TVs have input lag measuring 15-50ms or more. With their specialization for gaming performance, monitors are the wise choice for maximizing the impact of high 120fps frame rates.
True 120Hz vs Fake “120Hz” Displays
Some TVs falsely claim 120Hz support when they can’t accept 120fps input. Their processing creates simulated frames rather than displaying a true 120fps signal. Gamers should verify a display’s specs rather than trusting marketing claims.
Actual 120Hz monitors clearly specify they have a “native” refresh rate of 120Hz. Support for input signals at 1440p or 4K resolution at 120Hz indicates true 120Hz capabilities. Displays without proper 120Hz support will fall back to 60Hz for 120fps sources, losing the fast motion clarity benefits. Check a display’s specs carefully to ensure it can handle 120fps gaming.
Conclusion: Is 120fps Worth It?
The super smoothness and responsiveness of 120fps gameplay provides a noticeably better experience than the standard 60fps. Competitive multiplayer games gain an advantage from the split-second reactions enabled by 120fps.

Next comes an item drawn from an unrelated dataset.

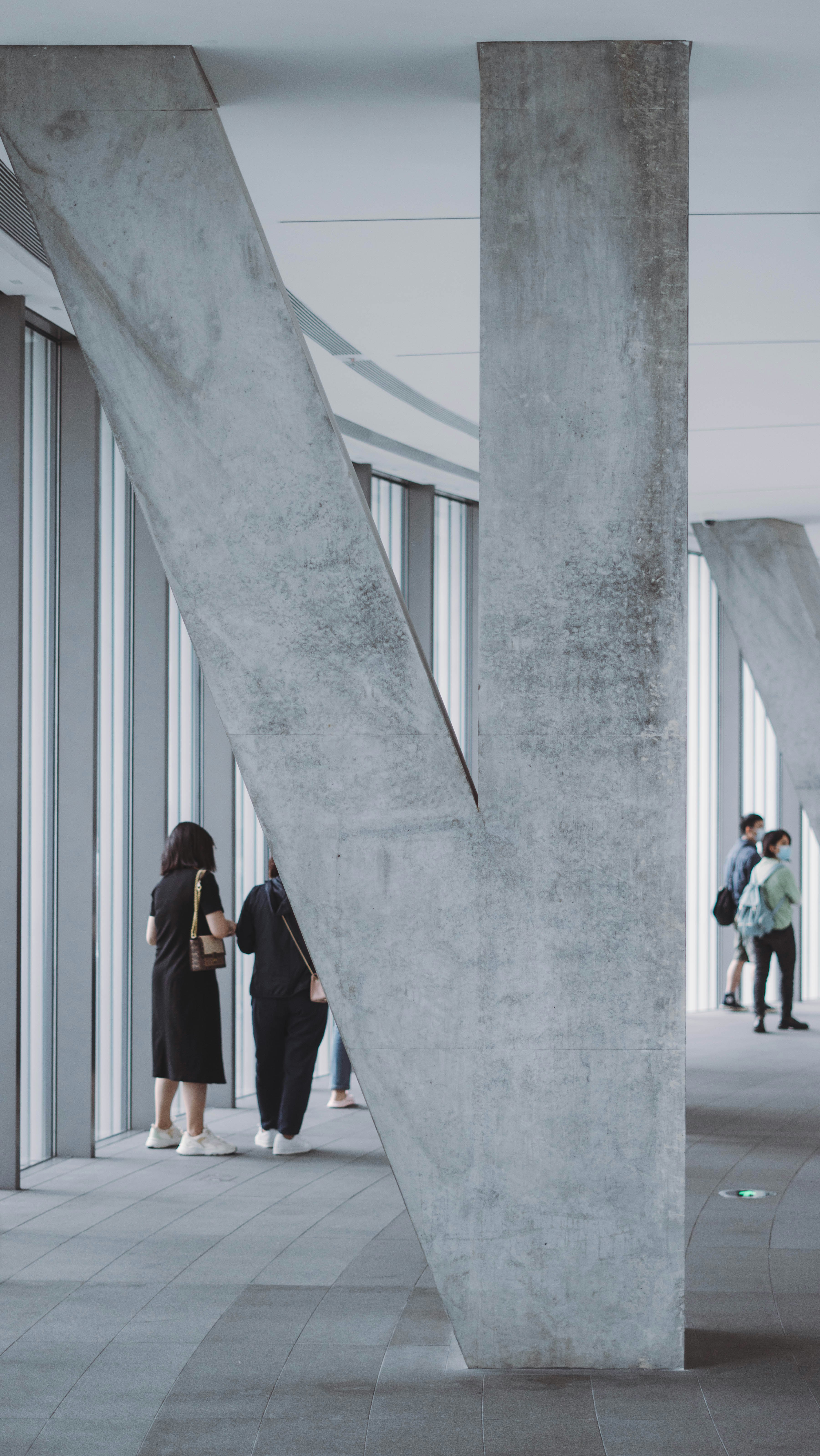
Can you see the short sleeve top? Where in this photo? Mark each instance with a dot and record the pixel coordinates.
(173, 908)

But hardware requirements limit 120fps gaming to relatively undemanding titles on consoles. On PC, achieving 120fps in graphically intensive games demands premium components.
Pricing also must be weighed against the number of games that can practically benefit. As next-gen titles become more advanced, 60fps may become the norm again.
Overall 120fps is a luxury rather than necessity, but can provide tangible benefits for those willing to pay the premium in hardware and monitor costs. For competitive gaming, the edge of higher frame rates may justify the investment for enthusiasts seeking the ultimate performance.